Rising sea levels threaten Sydney and Melbourne, say scientists

A team of Australia’s top scientists warned yesterday that coastal regions near the country’s largest cities of Sydney and Melbourne are highly vulnerable to rising sea levels caused by global warming. The government-appointed Climate Commission said sea levels may rise 0.5m to 1m by 2100, threatening areas covering much of Australia’s population and infrastructure.
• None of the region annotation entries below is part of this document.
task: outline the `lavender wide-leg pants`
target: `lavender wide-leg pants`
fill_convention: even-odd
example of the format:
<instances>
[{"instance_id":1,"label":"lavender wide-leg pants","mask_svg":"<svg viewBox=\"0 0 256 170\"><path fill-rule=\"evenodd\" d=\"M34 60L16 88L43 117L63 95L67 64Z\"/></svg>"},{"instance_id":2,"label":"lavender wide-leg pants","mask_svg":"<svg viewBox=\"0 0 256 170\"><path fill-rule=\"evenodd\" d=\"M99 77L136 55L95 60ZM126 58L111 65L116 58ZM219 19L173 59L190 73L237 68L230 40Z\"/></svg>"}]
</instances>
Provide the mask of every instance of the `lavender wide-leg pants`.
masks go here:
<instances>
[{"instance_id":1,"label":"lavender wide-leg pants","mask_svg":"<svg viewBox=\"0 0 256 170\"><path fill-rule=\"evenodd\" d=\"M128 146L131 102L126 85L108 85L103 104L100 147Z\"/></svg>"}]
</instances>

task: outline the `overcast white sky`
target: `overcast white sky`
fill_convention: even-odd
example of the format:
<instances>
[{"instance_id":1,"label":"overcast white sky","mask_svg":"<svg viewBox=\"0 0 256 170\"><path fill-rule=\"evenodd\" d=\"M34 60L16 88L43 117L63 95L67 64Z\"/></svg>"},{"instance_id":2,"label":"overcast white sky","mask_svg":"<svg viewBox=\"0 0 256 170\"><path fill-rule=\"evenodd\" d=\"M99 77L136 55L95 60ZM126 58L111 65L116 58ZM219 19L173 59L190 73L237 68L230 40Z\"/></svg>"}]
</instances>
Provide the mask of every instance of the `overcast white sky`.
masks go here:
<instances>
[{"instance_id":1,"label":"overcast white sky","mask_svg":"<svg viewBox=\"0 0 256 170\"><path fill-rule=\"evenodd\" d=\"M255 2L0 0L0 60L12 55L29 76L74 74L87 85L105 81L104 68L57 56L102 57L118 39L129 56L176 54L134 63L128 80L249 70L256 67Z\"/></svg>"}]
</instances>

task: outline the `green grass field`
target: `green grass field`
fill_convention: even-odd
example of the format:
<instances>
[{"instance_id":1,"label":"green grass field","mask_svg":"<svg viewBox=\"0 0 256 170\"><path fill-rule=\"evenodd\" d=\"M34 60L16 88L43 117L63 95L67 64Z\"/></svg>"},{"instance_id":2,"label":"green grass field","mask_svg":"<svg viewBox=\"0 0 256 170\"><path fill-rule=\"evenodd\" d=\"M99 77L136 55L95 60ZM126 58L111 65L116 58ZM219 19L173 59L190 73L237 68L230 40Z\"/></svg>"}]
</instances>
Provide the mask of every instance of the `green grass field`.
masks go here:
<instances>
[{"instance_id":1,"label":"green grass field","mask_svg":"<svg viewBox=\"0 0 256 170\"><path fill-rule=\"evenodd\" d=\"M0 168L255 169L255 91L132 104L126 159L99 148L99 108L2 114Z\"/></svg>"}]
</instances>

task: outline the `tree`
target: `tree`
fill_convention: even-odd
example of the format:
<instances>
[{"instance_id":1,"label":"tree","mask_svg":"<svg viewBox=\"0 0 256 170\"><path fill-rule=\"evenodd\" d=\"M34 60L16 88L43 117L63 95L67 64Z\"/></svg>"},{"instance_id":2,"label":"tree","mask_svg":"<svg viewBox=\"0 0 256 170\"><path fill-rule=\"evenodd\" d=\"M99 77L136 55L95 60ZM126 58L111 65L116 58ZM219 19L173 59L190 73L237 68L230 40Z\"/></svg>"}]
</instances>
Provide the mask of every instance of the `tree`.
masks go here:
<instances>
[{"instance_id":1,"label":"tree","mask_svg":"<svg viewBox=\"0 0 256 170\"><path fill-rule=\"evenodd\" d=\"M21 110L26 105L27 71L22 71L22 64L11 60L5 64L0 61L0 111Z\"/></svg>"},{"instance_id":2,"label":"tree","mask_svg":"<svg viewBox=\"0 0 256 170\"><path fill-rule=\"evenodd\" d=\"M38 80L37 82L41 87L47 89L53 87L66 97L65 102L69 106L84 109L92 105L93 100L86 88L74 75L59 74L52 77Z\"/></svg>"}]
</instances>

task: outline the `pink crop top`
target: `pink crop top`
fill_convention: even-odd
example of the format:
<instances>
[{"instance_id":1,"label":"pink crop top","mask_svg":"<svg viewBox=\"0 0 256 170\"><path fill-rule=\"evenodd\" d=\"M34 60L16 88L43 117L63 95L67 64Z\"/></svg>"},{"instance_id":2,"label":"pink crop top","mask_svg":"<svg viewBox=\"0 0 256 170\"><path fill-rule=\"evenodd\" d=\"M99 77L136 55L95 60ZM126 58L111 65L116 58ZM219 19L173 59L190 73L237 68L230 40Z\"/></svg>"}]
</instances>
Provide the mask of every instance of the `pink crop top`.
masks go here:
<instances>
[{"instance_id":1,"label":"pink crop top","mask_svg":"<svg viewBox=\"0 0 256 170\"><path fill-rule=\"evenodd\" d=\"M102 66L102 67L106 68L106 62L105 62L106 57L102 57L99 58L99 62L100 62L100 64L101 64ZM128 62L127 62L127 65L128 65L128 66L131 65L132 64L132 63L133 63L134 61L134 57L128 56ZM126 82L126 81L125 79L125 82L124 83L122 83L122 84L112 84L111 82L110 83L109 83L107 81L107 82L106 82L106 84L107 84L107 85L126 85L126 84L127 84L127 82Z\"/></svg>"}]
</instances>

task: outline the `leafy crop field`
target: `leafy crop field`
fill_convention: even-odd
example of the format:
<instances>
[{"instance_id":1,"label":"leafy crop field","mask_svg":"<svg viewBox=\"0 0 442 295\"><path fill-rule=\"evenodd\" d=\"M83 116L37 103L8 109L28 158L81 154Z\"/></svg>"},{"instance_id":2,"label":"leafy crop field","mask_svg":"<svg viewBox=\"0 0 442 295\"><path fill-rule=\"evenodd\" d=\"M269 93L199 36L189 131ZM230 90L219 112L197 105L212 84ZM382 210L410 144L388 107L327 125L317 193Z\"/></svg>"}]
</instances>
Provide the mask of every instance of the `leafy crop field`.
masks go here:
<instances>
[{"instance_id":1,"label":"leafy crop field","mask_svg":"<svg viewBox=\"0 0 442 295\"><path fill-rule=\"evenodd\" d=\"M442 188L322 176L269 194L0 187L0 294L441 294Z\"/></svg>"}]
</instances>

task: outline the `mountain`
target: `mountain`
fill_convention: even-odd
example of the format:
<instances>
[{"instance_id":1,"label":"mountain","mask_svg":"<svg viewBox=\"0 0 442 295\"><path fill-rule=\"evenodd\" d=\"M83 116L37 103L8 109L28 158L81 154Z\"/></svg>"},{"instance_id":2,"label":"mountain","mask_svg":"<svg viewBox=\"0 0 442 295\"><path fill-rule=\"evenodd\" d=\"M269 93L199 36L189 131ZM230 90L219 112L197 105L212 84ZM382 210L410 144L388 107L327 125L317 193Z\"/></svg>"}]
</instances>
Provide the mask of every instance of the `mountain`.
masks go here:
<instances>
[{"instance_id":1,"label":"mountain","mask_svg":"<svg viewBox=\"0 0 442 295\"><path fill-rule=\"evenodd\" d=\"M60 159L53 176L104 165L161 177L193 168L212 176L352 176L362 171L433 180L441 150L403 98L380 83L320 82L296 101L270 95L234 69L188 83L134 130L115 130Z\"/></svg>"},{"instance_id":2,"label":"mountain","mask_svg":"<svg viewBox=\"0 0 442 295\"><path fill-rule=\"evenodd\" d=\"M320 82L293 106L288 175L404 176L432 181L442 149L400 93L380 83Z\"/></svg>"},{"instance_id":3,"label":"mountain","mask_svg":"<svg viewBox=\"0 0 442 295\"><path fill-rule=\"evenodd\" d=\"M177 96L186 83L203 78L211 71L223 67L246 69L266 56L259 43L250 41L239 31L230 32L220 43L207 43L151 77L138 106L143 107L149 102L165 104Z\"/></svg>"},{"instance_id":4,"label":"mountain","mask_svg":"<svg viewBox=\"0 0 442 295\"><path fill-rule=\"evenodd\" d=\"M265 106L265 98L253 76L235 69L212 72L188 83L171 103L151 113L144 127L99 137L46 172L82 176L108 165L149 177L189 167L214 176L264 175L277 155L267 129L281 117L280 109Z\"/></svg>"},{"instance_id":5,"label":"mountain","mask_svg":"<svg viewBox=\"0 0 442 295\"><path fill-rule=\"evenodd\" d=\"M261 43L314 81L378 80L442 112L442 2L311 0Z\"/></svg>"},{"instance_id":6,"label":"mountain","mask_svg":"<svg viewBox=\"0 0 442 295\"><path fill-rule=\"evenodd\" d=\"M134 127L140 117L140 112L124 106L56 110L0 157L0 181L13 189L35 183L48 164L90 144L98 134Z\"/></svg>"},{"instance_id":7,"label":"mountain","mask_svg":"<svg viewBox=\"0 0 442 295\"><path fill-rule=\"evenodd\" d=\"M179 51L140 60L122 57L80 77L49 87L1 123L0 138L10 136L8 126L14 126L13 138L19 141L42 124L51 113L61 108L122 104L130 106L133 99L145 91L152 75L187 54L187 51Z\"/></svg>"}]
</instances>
Sydney may even see “extreme events” once a month by 2100, with the increasing likelihood of damaging floods, storm surges and king tides around the coast, reported The Sydney Morning Herald. “While a sea-level rise of 0.5 metre … may not seem like a matter for much concern, such modest levels of sea-level rise can lead to unexpectedly large increases in the frequency of extreme high sea-level events,” the commission said in a report titled The Critical Decade. The report aims to shift Australia’s current political debate over the government’s climate policy, which has polarised voters and been used by opposition parties to attack its parliamentary rivals. “This is the critical decade. Decisions we make from now to 2020 will determine the severity of climate change,” said the scientists, whose report was handed to Prime Minister Julia Gillard. “To minimise this risk, we must decarbonise our economy and move to clean energy sources by 2050. Carbon emissions must peak within the next few years and then strongly decline,” they said. Australia’s 22 million people are responsible for about 1.5 per cent of mankind’s greenhouse gas pollution, making it the developed world’s top per-capita carbon polluter.